Oil Continues to Fall, Flirts With $30 a Barrel

By Adam Hayes, CFA | January 12, 2016

The ongoing collapse in the price of oil continues today as the price of a barrel of West Texas Intermediate (WTI) crude continues to trade around $30.50 and traded as low as $30.12 earlier in the day.

The price of Brent crude now trades at around $30.70 a barrel. These levels are the lowest since 2003, and adjusting for inflation, $30 oil today is the equivalent of $22.74 oil 13 years ago, so in real terms we are at extraordinarily low prices.

Analysts at investment banks Morgan Stanley (MS) and Goldman Sachs Group (GS) see the price of oil tumbling to $20 before rebounding, with others pegging the low at $25.
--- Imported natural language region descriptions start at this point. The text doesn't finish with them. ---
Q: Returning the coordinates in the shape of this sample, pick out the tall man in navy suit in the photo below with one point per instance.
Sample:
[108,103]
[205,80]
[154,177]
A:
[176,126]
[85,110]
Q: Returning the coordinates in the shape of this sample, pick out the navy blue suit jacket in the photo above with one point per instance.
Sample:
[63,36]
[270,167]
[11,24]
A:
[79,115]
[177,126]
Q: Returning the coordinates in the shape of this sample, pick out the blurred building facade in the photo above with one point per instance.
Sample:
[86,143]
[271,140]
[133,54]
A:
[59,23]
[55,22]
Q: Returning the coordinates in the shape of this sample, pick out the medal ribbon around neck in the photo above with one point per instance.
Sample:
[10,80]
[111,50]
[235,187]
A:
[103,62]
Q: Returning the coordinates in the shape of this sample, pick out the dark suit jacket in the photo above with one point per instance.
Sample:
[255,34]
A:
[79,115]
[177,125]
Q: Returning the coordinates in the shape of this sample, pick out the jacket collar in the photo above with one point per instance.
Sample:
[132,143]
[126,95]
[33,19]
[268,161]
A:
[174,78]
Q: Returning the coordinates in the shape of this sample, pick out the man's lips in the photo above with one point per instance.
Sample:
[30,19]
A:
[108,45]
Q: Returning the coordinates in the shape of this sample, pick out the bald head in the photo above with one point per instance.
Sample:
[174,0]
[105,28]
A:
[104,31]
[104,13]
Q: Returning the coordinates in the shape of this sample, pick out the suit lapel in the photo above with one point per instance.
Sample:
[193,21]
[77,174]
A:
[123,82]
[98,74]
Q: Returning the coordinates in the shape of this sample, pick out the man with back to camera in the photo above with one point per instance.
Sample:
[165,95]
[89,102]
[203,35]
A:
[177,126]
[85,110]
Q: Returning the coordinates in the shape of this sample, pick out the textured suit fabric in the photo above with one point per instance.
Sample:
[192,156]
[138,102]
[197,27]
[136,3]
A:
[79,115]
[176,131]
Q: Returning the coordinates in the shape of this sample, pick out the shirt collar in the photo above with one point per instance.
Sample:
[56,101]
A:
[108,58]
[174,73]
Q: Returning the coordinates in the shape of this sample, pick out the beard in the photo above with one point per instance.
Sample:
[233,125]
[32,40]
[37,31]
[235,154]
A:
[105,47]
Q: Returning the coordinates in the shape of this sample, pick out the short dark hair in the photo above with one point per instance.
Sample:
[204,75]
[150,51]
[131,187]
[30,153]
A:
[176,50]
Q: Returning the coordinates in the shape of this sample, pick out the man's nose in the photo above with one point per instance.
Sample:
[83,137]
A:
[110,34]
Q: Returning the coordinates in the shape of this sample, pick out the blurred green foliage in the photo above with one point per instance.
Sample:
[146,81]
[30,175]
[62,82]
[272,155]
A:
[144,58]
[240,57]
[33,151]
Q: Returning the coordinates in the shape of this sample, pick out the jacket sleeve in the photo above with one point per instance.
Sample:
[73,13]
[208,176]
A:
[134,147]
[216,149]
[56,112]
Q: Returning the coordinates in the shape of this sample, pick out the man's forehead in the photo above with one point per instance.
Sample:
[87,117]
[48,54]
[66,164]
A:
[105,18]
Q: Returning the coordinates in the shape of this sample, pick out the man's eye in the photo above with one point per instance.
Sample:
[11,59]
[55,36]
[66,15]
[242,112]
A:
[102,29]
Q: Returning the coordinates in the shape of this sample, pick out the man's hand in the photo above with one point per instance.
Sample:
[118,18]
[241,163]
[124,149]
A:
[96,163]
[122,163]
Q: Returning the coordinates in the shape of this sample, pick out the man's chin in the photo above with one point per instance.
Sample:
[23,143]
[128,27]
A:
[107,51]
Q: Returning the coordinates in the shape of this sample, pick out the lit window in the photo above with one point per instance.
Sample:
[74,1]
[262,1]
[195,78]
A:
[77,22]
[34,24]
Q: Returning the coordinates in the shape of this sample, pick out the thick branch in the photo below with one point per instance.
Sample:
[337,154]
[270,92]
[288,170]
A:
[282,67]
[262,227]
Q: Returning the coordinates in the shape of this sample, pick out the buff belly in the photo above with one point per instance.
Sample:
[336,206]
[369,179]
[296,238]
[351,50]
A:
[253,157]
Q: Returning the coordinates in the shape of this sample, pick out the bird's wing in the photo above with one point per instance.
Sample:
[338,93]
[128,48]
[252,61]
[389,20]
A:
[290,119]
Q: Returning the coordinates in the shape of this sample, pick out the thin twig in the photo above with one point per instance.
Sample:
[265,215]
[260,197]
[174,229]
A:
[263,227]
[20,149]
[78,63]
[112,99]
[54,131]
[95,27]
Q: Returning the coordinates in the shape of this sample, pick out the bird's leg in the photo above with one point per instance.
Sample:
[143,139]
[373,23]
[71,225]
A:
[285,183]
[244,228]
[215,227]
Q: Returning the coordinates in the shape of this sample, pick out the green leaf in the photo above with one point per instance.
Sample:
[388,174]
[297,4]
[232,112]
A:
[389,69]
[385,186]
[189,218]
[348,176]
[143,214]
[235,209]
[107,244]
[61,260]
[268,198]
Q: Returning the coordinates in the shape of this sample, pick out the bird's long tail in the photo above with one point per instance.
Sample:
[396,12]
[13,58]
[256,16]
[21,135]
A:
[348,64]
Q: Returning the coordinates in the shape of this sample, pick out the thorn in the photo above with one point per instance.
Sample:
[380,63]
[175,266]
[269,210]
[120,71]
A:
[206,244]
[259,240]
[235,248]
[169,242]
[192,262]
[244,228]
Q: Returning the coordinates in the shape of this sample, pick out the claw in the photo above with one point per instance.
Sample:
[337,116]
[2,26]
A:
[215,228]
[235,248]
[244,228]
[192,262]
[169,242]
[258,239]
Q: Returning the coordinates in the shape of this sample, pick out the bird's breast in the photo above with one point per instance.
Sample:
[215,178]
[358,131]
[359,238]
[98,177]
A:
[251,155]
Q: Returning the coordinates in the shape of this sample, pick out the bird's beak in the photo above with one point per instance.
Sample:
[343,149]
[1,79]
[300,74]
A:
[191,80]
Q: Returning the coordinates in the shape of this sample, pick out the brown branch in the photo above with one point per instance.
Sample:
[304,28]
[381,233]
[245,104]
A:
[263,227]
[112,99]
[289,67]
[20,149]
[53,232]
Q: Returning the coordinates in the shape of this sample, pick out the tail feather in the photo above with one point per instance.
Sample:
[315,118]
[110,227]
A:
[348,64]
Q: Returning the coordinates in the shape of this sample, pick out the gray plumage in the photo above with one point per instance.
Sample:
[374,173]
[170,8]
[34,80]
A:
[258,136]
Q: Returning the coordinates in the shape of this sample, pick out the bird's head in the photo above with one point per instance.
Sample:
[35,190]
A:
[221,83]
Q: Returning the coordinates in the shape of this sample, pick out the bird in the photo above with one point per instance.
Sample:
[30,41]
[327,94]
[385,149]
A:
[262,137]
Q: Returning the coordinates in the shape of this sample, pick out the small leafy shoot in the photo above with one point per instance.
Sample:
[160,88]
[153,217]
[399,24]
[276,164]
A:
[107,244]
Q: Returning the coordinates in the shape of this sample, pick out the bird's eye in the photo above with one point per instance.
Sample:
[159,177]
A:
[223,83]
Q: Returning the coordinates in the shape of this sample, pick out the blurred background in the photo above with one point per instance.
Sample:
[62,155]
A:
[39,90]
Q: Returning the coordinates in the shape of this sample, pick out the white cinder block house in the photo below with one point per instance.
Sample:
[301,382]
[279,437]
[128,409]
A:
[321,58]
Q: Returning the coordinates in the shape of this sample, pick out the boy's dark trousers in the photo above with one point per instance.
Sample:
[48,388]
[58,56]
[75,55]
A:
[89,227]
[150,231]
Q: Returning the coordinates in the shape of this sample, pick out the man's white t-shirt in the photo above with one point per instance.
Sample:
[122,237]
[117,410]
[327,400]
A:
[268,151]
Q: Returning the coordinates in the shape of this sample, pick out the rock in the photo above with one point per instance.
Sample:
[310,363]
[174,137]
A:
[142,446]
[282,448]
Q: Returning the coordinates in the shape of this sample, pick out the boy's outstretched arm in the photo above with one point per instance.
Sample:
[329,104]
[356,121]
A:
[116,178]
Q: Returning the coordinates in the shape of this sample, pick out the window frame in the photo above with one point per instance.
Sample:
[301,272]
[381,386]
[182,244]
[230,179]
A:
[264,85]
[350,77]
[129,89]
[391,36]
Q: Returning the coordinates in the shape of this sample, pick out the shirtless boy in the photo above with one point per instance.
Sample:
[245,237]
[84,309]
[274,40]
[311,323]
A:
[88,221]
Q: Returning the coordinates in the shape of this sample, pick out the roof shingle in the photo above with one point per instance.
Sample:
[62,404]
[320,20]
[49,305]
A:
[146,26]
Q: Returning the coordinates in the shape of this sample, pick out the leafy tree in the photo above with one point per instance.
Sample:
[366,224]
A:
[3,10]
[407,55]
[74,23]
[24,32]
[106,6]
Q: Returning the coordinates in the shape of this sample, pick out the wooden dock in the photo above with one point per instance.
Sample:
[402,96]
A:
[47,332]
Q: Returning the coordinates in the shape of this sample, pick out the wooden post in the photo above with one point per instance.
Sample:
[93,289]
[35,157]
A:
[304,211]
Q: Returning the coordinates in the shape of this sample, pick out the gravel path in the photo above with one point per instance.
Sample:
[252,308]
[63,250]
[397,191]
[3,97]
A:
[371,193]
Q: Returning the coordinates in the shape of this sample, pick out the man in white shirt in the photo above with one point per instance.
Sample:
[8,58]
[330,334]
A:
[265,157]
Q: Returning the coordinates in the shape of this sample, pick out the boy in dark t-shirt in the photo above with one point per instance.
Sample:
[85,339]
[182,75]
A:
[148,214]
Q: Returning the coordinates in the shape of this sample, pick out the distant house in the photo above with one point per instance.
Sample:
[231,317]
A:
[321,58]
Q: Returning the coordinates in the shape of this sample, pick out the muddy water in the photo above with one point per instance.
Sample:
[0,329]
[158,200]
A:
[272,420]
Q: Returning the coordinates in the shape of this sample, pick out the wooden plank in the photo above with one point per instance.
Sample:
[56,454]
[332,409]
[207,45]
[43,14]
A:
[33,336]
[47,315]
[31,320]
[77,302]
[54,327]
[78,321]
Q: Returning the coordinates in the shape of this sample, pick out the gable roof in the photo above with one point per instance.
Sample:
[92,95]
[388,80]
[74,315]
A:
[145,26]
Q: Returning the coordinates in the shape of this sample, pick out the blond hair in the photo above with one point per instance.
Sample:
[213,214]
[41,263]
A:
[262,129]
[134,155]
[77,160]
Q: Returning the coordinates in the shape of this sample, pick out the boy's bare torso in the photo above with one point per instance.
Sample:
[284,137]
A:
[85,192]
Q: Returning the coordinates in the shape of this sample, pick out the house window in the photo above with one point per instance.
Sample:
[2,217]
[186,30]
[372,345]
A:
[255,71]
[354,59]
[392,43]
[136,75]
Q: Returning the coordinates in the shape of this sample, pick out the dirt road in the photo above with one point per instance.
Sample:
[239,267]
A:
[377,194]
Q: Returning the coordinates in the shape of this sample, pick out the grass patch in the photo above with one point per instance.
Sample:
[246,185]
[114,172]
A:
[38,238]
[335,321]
Large Oil Companies Starting to Feel the Pain

Low oil prices are now beginning to hurt large oil companies, and not just impacting smaller drillers.

British Petroleum (BP) announced this morning that it would be laying off 4,000 jobs as it struggles to maintain profitability, and Royal Dutch Shell (RDS.A) laid off 7,500 workers throughout 2015.

Shares of BP are down 22% over the past twelve months and Royal Dutch is down more than 37%.

In fact many of the large oil producers have lost a good amount of their value over the past year: Exxon Mobil (XOM) -18.7%, Chevron (CVX) -24.4%, ConnocoPhillips (COP) -36.8%, and Hess (HES) -42.2%.

At the same time, those smaller drillers and shale oil companies are bleeding money and causing a string of bankruptcies and layoffs across that part of the energy sector. This has been rippling through to their lenders as bond payments default, hurting mainly regional banks at this point, but certainly not good news for large Wall Street firms as well.

Sovereign nations who rely on oil exports as a large part of their economic activity are also being hurt, including Russia, Saudi Arabia, and Venezuela.

The Bottom Line

With no end in sight to the decline in oil prices, large oil companies are beginning to take action by laying off workers in order to maintain profitability.

With the price of a barrel approaching $30, and some analysts predicting a further decline to $25 or even $20, the pain being experienced by the energy sector and by sovereign nations who rely on oil exports may be getting worse.